As with any large epidemiologic study, there are limitations in this particular dataset that could draw criticism. The population was almost exclusively male, Caucasian, and elderly; therefore, the results may not be generalizable to a broader population-based study that includes a wider spectrum of ages, gender, ethnicities, and geographic locations. The VA system does not always provide comprehensive health care for its patients, and therefore may not capture all health care interactions and diagnoses if patients seek health care outside of the VA system. Forty percent of potential respondents did not return the completed survey and thus could not be included in the analysis. This all too common problem with self-administered questionnaires is one of the most troubling, as respondents and non-respondents are likely to be different in numerous respects and the results of the study may have been vastly different if all potential participants had been reached (nonresponse bias). The results of this study would be stronger if any available characteristics of non-respondents (presumably from the VA dataset) had been compared to those of the respondents to better understand the inherent differences in the 2 groups.
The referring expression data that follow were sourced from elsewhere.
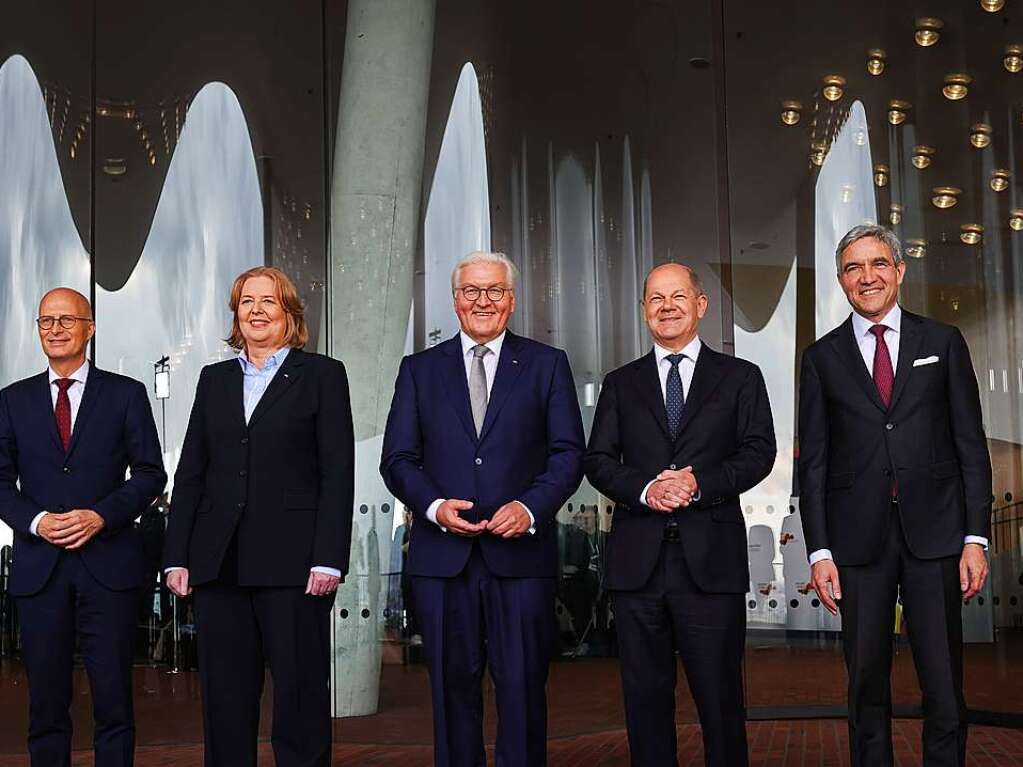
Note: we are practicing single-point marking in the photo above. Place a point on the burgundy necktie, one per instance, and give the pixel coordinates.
(62, 410)
(884, 375)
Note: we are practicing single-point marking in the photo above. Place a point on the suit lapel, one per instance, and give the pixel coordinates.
(291, 371)
(509, 365)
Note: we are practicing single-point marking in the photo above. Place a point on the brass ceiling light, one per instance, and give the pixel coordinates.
(833, 87)
(1013, 60)
(922, 155)
(957, 86)
(928, 31)
(945, 196)
(971, 234)
(876, 61)
(897, 110)
(791, 111)
(980, 135)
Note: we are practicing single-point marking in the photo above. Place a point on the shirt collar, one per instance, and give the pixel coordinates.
(691, 350)
(80, 375)
(893, 321)
(272, 361)
(494, 345)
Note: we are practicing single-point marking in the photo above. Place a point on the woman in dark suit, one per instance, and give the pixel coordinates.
(260, 527)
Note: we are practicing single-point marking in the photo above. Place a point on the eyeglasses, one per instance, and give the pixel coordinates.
(473, 294)
(67, 321)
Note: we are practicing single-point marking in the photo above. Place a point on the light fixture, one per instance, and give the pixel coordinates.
(791, 111)
(916, 249)
(922, 155)
(833, 87)
(875, 61)
(897, 110)
(928, 31)
(957, 86)
(1013, 60)
(971, 233)
(945, 196)
(880, 175)
(980, 135)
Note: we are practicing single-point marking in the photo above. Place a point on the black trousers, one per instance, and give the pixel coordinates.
(670, 614)
(932, 606)
(74, 603)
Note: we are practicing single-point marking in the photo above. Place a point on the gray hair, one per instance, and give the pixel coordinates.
(483, 257)
(882, 234)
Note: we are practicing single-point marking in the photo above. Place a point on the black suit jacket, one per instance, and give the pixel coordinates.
(284, 484)
(930, 441)
(114, 432)
(726, 435)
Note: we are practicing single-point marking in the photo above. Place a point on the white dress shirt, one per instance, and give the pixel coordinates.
(685, 367)
(868, 344)
(75, 392)
(490, 369)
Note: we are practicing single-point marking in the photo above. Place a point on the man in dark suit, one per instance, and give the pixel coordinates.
(67, 438)
(677, 436)
(484, 444)
(895, 494)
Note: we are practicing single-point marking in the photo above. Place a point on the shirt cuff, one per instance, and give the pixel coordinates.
(34, 527)
(325, 571)
(819, 555)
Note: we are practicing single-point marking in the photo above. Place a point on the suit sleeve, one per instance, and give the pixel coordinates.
(813, 440)
(145, 460)
(565, 448)
(189, 480)
(15, 508)
(336, 453)
(756, 451)
(401, 458)
(603, 463)
(968, 438)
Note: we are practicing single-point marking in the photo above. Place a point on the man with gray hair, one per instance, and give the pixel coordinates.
(895, 495)
(484, 444)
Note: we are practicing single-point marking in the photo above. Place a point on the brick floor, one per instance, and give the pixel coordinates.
(788, 743)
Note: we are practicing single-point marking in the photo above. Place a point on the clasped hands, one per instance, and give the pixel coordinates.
(671, 489)
(70, 530)
(510, 521)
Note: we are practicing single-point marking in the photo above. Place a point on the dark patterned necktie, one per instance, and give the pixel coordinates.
(884, 375)
(674, 399)
(62, 410)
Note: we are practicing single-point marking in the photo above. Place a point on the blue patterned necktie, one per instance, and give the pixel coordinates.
(674, 399)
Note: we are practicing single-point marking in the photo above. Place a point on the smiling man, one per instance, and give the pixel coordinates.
(895, 495)
(677, 436)
(484, 444)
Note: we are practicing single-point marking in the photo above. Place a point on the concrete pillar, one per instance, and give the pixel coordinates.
(374, 216)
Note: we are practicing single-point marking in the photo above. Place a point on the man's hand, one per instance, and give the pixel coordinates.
(71, 530)
(177, 582)
(321, 583)
(973, 571)
(510, 521)
(449, 519)
(824, 577)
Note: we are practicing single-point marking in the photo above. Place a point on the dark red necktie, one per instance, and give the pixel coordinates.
(884, 375)
(62, 410)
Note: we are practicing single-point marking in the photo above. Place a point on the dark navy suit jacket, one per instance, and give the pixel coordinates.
(114, 432)
(530, 449)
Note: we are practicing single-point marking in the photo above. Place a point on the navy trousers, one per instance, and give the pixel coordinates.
(475, 620)
(73, 602)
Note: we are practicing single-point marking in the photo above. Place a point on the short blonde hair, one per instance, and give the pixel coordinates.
(297, 334)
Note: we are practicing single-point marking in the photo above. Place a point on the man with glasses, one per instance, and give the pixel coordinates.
(68, 437)
(484, 444)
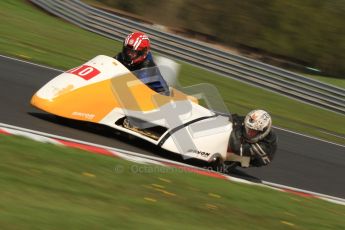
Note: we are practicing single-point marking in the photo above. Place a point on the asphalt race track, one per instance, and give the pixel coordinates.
(300, 162)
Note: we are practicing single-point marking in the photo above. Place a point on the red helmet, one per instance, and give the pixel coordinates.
(135, 48)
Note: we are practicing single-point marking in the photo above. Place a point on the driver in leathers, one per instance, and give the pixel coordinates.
(253, 137)
(136, 55)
Several of these limitations, and a better explanation for the causes of positive and negative discordance, might have been addressed if self-reports and administrative data had been compared to direct chart review (to capture diagnoses not included in the billing coding) or to in-person interviews and physical examination of study participants (so that followup questions can be asked and physical findings can be confirmed). Clearly, these tasks present logistical and financial complications that limit the size of the population under study.
As is, this study defines the role of patient self-report and administrative data for sourcing arthritis cases in epidemiologic research and the differences we might expect with each. We agree with Dr. Singh’s basic premise that neither source of information is intrinsically superior to the other, but rather that each may be suited to different types of investigation. Patient-reported outcomes may be best studied by focusing on the patients that believe they have arthritis. Studies of the natural history of disease, association with comorbid conditions, and those of direct health care costs including resource utilization or provider adherence to clinical guidelines are best served when the cohort of arthritis patients is determined by providers rather than the patients. We should be cautious when interpreting and comparing conclusions of studies on health care utilization or physician behavior if disparate methods of case ascertainment were used.